1

I'm new to Python and Pandas, so I would be really glad if someone could help me in this matter. My question is the following:

If I have a .txt file with a set of reactions as strings (R1, R2...). Each reaction has compounds (A,B,C,D...) with their respective stoichiometric coefficients (1, 2, 3...) such as:

R1: A + 2B + C <=> D

R2: A + B <=> C

How can I create a data frame in python in the format of a stoichiometric matrix (compounds as rows X reactions as columns) like this:

  R1 R2
A -1 -1 
B -2 -1
C -1  1
D  1  0

Observation: Compounds on the left side of the equation should have negative stoichiometric values while the ones on the right should be positive

Thanks =D

Microdot
  • 37
  • 6
  • 1
    How are your reaction data stored? As strings in a txt file, or is there already some kind of structure to it?

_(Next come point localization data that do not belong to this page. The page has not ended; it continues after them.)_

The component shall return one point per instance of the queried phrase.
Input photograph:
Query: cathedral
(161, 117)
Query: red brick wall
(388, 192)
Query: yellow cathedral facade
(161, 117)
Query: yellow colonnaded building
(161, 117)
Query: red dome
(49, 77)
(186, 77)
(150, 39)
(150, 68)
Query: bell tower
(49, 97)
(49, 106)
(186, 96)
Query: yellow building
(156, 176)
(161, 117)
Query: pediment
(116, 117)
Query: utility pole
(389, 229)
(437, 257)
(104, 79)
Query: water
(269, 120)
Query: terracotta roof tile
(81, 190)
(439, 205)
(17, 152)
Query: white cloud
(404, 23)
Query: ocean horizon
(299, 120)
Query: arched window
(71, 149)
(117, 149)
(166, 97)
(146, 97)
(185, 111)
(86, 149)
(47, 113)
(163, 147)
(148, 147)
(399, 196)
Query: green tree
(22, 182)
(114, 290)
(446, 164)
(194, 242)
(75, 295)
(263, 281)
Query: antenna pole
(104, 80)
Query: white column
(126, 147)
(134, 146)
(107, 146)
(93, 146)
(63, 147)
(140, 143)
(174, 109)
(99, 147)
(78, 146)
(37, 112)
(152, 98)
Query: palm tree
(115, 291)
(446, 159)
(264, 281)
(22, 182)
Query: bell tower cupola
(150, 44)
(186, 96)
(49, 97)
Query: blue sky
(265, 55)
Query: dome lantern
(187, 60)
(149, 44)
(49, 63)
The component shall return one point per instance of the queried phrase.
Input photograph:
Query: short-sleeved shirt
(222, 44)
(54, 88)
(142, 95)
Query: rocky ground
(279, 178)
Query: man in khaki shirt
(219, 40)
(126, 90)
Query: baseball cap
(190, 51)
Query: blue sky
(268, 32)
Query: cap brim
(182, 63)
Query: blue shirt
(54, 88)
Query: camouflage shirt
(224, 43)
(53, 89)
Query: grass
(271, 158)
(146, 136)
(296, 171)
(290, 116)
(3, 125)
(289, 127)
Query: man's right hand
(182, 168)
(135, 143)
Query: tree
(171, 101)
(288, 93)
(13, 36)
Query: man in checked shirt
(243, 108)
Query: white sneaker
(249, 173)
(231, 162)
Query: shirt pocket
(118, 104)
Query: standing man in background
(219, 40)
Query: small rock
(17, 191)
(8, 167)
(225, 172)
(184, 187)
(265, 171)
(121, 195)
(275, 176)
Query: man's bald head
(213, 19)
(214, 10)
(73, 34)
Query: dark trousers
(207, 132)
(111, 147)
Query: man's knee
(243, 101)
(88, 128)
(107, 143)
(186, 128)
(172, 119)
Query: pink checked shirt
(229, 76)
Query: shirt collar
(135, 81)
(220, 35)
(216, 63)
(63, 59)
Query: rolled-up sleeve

Also, compound C in R2 should be +1, right? – WolfgangK Apr 18 '18 at 11:08
  • Thanks @WolfgangK. The reactions are stored as strings in a txt file and I've just corrected the C coefficient in R2. – Microdot Apr 18 '18 at 12:28
  • 1
    This may or may not be applicable to what you are doing but you might check out [cobrapy](https://github.com/opencobra/cobrapy). It's a nice way to create and manage a stoichiometric matrix for a reaction network. It also has solvers and algorithms for analysis. – noslenkwah Apr 18 '18 at 15:35

1 Answers1

1

Try this:

import pandas as pd
import re  # regular expressions

def coeff_comp(s):
    # Separate stoichiometric coefficient and compound
    result = re.search('(?P<coeff>\d*)(?P<comp>.*)', s)
    coeff = result.group('coeff')
    comp = result.group('comp')
    if not coeff:
        coeff = '1'                          # coefficient=1 if it is missing
    return comp, int(coeff)

equations = ['R1: A + 2B + C <=> D', 'R2: A + B <=> C']  # some test data
reactions_dict = {}                          # results dictionary

for equation in equations:
    compounds = {}                           # dict -> compound: coeff 
    eq = equation.replace(' ', '')  
    r_id, reaction = eq.split(':')           # separate id from chem reaction
    lhs, rhs = reaction.split('<=>')         # split left and right hand side
    reagents = lhs.split('+')                # get list of reagents
    products = rhs.split('+')                # get list of products
    for reagent in reagents:
        comp, coeff = coeff_comp(reagent)
        compounds[comp] = - coeff            # negative on lhs
    for product in products:
        comp, coeff = coeff_comp(product)
        compounds[comp] = coeff              # positive on rhs
    reactions_dict[r_id] = compounds         

# insert dict into DataFrame, replace NaN with 0, let values be int
df = pd.DataFrame(reactions_dict).fillna(value=0).astype(int)

The output looks like

   R1  R2
A  -1  -1
B  -2  -1
C  -1   1
D   1   0
WolfgangK
  • 953
  • 11
  • 18